Tweetalige printerversie Eentalige printerversie

Schriftelijke vraag nr. 4-3862

van Christine Defraigne (MR) d.d. 4 augustus 2009

aan de minister van Justitie

Wet van 18 juli 2006 tot het bevoorrechten van een gelijkmatig verdeelde huisvesting van het kind van wie ouders gescheiden zijn en tot regeling van de gedwongen tenuitvoerlegging inzake huisvesting van het kind Schoolbezoek Gevolgen Wijziging van wet

echtscheiding
ouderlijke macht
hoederecht
kind
verblijfplaats
tenuitvoerlegging van het vonnis
schoolplicht

Chronologie

4/8/2009Verzending vraag (Einde van de antwoordtermijn: 3/9/2009)
23/9/2009Antwoord

Vraag nr. 4-3862 d.d. 4 augustus 2009 : (Vraag gesteld in het Frans)

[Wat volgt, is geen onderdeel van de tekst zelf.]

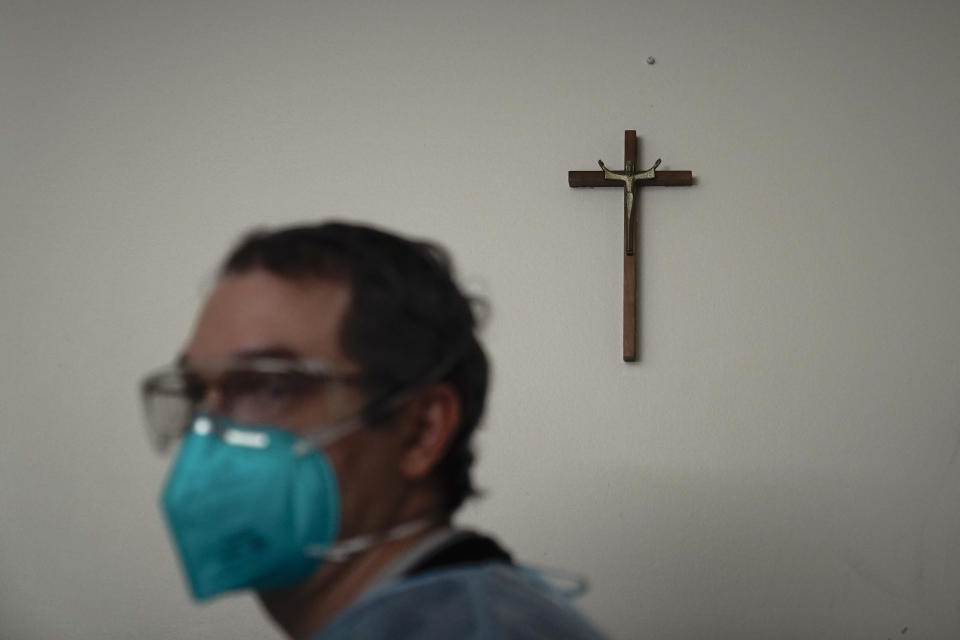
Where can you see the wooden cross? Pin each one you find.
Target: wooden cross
(630, 180)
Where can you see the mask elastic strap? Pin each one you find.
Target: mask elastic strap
(325, 436)
(343, 550)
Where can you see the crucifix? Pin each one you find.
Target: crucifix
(630, 180)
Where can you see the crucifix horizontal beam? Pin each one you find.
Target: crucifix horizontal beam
(630, 180)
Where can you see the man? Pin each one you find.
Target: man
(324, 407)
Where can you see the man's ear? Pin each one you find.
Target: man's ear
(436, 418)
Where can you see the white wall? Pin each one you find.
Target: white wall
(783, 461)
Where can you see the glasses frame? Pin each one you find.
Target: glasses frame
(152, 386)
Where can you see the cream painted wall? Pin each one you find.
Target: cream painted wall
(781, 464)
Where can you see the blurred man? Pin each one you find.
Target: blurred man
(324, 407)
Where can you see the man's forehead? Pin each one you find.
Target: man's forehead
(253, 312)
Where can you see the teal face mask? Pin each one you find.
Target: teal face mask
(246, 505)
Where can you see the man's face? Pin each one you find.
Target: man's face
(257, 312)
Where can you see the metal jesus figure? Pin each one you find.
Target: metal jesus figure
(631, 181)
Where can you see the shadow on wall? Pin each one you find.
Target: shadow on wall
(748, 553)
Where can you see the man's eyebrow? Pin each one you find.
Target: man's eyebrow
(278, 351)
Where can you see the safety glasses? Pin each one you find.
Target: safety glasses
(254, 391)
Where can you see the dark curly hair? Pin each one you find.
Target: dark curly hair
(408, 323)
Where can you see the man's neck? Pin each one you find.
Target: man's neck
(306, 608)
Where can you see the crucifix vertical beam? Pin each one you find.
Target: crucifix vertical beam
(630, 180)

Tijdens de hoorzittingen over het zorgouderschap in de commissie voor de Justie van de Senaat van 27 mei 2009 heeft de Directeur-generaal van het Vlaams Secretariaat van het katholiek onderwijs verklaard dat een honderdtal kinderen die ressorteren onder de Vlaamse Gemeenschap en van wie de ouders de gelijkmatig verdeelde huisvesting genieten, één week doorbrengen in de school dichtbij de woonplaats van de moeder en de volgende week in een school dichtbij de woonplaats van de vader.

Klaarblijkelijk staan sommige rechters de gelijkmatig verdeelde huisvesting toe hoewel de materiële voorwaarden, zoals in dit geval de afstand tussen de woonplaatsen van beide ouders, niet gunstig zijn voor een dergelijke regeling. Ik heb in dat verband mijn vrees uitgesproken in de discussie in de Senaat over de wet van 18 juli 2006 tot het bevoorrechten van een gelijkmatig verdeelde huisvesting van het kind van wie de ouders gescheiden zijn en tot regeling van de gedwongen tenuitvoerlegging inzake huisvesting van het kind.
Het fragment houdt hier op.